映画『免許返納!?』で主演を務めた舘ひろしさん 撮影=三橋優美子


最新主演作の『免許返納!?』では、スターでありながら悪口を言いまくり、周囲を振り回す人間味あふれるチャーミングな主人公・南条弘を演じている。


インタビューでは、撮影秘話や演じた役柄について、『あぶない刑事』からヒントを得たシーン、さらにお気に入りの映画などを語ってくれた。


自身のコミカルな部分を増幅して挑んだ役柄「“恭サマ”のエッセンスをふんだんに散りばめている」


――本作の台本を読まれたあと、舘さんのアイデアでコミカルな要素を足されたとうかがいました。

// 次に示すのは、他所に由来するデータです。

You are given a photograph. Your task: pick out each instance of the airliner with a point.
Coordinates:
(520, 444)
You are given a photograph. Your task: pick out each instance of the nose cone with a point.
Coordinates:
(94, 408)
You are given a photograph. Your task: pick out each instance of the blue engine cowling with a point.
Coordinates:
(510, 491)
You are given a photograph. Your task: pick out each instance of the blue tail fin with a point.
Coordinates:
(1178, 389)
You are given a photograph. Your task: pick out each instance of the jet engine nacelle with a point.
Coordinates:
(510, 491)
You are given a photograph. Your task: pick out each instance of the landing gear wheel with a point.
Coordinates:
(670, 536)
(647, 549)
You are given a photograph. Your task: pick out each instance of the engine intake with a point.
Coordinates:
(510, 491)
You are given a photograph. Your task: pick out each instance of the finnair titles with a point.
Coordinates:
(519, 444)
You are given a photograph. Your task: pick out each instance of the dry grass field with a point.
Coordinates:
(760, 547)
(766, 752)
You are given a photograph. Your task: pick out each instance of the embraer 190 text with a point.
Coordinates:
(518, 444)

【舘ひろし】物語自体はしっかりと練られた台本だったのですが、もう少しコミカルな要素を付け加えたほうがもっとおもしろくなると思ったので、そういったアイデアを出させてもらいました。


――具体的にはどのようなシーンだったのでしょうか?


【舘ひろし】僕が演じる南条弘が、宇崎竜童さん演じる南条のライバル俳優・尾崎に怒って、古希のお祝いに着る紫のちゃんちゃんこを蹴ろうとして転んだあと、西野七瀬さん演じる川奈(南条弘のマネージャー)が「空振り?」っていうシーンはアドリブです。南条の持つユーモアのセンスは、僕自身が恭サマ(柴田恭兵)から影響を受けて蓄積したものが、自然とお芝居に出ている、そういう感覚でしたね。


撮影=三橋優美子


――南条とご自身の共通点はありますか?


【舘ひろし】いつも役作りをするときに、自分自身のコミカルな部分やワイルドな部分、ハードボイルドな部分やハートフルな部分など役柄に合わせたところを引き出して演じているんです。今回の南条は、自分の中のコミカルな部分を増幅していますし、『あぶない刑事』の鷹山だったらハードボイルドの部分や暴力的な部分を誇張して演じていました。なので、どんな役柄も自分との共通点があるのではないかなと、そんな風に思います。